初感染の場合は、主に性行為でうつるとされており、パートナーの性器にできていたヘルペス(単純ヘルペスウイルス2型が多い)が主な原因となりますが、他にも以下の感染経路があります。

  • 口唇ヘルペスのウイルス(単純ヘルペスウイルス1型が多い)が性器に感染し、性器ヘルペスを発症するケース
  • 自分の口唇ヘルペスを手でさわるなどして性器にうつしてしまうケース
  • ウイルスがついたタオルや西洋式便座に接触して、うつるケース

症状が出ている時期の感染の原因

症状が出ている時期はウイルスを大量に排出している状態です。そのため、ヘルペスウイルスに免疫がない人や、免疫があっても抵抗力が落ちている人に、感染させてしまう可能性があります。
また自分が患部に触れた後に、他の部位をさわることで、さわった部位に感染することもあります。

症状が出ていないときも感染する

症状が出ていないときにも、性器の皮膚や粘膜からウイルスは出てきているので、この時期にパートナーと性交渉を持つことで感染させてしまうことも多いとされています。海外の論文によると、 パートナーへの性器ヘルペス感染の約7割は、感染源となった方に症状の自覚がないときに起こっていることが明らかになっています。

陰部のヘルペスの再発は病院に行く必要ある?

市販の治療薬でも陰部のヘルペスの症状改善を期待することは可能です。しかし、使用を数日続けても症状が改善しなかったり、悪化する場合は陰部ヘルペスでなく他の感染症の可能性も考えられます。
このような場合は自己判断で漫然と市販薬の使用を続けず、病院を受診して検査・治療を受けるようにしましょう。

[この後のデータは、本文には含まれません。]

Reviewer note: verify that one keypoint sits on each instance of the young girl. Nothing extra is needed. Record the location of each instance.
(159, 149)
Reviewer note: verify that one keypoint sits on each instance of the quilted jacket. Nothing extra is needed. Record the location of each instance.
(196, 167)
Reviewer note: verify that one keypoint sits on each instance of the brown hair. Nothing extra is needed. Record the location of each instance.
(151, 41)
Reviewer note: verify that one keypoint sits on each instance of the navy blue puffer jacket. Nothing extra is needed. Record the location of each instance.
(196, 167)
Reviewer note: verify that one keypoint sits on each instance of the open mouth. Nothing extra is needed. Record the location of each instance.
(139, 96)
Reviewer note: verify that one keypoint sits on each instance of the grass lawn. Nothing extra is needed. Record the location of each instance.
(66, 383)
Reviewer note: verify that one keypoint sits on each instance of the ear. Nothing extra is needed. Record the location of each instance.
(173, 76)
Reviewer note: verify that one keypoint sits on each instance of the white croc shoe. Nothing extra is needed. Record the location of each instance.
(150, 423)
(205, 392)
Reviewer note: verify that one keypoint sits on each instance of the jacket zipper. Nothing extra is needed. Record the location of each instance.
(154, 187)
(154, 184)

おわりに:ヘルペス予防のために、感染者との性交渉を避けよう

性器ヘルペスの予防方法は、感染している相手との性的接触を避ける以外に方法はありません。ただし、症状が表立って出ていないままウイルスを排出している場合も多いので注意が必要です。また、パートナーがヘルペスウイルスを保有している場合は、ヘルペス治療薬で症状が治まるまでは性行為を控えましょう。